Today we've already had the MBA's application index for the Veteran's Day week (noted above), some construction numbers, and the Consumer Price Index number. September's was originally reported at +.1%, mostly due to food gasoline prices. For October the Consumer Price Index was +.2%, ex-food & energy it was unchanged. Housing Starts were down almost 12% but Building Permits were +.5%. After the news the 10-yr yield went from 2.87% down to 2.84%, and mortgage security prices are showing some signs of another day of improvement - up (better) about .125.

Although they won last weekend...

The Texas State Police are cracking down on speeders heading into Dallas.

For the first offense, they give you 2 Dallas Cowboy tickets. If you get stopped a second time, they make you use them.

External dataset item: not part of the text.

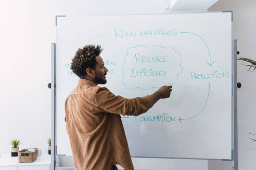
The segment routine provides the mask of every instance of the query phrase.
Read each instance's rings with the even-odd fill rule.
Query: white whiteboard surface
[[[231,159],[231,13],[220,12],[59,18],[57,154],[72,154],[64,121],[78,81],[71,59],[93,44],[104,48],[102,86],[114,94],[143,96],[173,84],[146,114],[122,117],[132,157]]]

Q. What do you call 47 millionaires around a TV watching the Super Bowl?
A. The Dallas Cowboys

Q. What do the Dallas Cowboys and Billy Graham have in common?
A. They both can make 70,000 people stand up and yell "Jesus Christ".

Q. How do you keep a Dallas Cowboy out of your yard?
A. Put up a goal post.

Q. What do you call a Dallas Cowboy with a Super Bowl ring?
A. Old

Q. What's the difference between the Dallas Cowboys and a dollar bill?
A. You can still get four quarters out of a dollar bill.

Q. How many Dallas Cowboys does it take to win a Super Bowl?
A. Nobody remembers.

Q. What do the Cowboys and a possums have in common?
A. Both play dead at home and get killed on the road!